I found a link which indicates the 6502 at 1MHz gets
32 Dhrystone 2.1 per second (you'll need to scroll way down on the page to see the table), or
36 Dhrystone 1.1 per second.
We can thus ball-park the 65816's performance at 20MHz. If we execute the same 6502 binary as-is, we should receive a benchmark of 640 Dhry/s. Taking a conservative estimate of 1.7 factor performance gain by switching to a compiler with the same overall strategy but which emits 65816-native instructions in 16-bit mode, we can reasonably expect a performance of 1088 dhry/s. With more aggressive optimizations and compilation techniques, you can probably pull higher figures.
Update Strange -- according to the Apple II FAQ, the 65816 @ 2.8MHz exhibits a 236 Dhry(1.1)/s performance.
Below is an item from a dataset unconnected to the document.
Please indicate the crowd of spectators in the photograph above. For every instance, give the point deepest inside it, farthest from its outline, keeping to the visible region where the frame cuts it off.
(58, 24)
This is some
6.5x better than a 1MHz 6502. It seems my conservative estimate above may be too small in the general case; it looks like the real scaling factor is closer to 2.3. However, the 65816 accelerators discussed in the FAQ do not scale well; perhaps because they're operating with a caching mechanism over the 1MHz Apple II bus? It would seem to me that a 20MHz 65816 should be capable of 1685, yet the FAQ implies smaller figures. In either case, though, the combination of 65816 and C yields much slower results than a 68000 and C. With an estimated 1685 dhry/s for a 20MHz 65816 and an estimated 2848 for a 20MHz 68000 (based on the largest 12.5MHz 68000 rating), the 65816 seems about 1.7 times slower.
This near factor of two leads me to believe it's because of 16-bit vs. 32-bit operations. But, we knew this was the case right from the start.
If anyone has a working C compiler for the 65816 target, I'd be very interested in seeing what confirmation or refutation comes from running Dhrystone benchmark.
I recognize that Dhrystone has been obsoleted by more relevant benchmarks within the last decade or two. Nonetheless, Dhrystone remains useful for ballparking one CPU/compiler combination against another, at least for integer performance.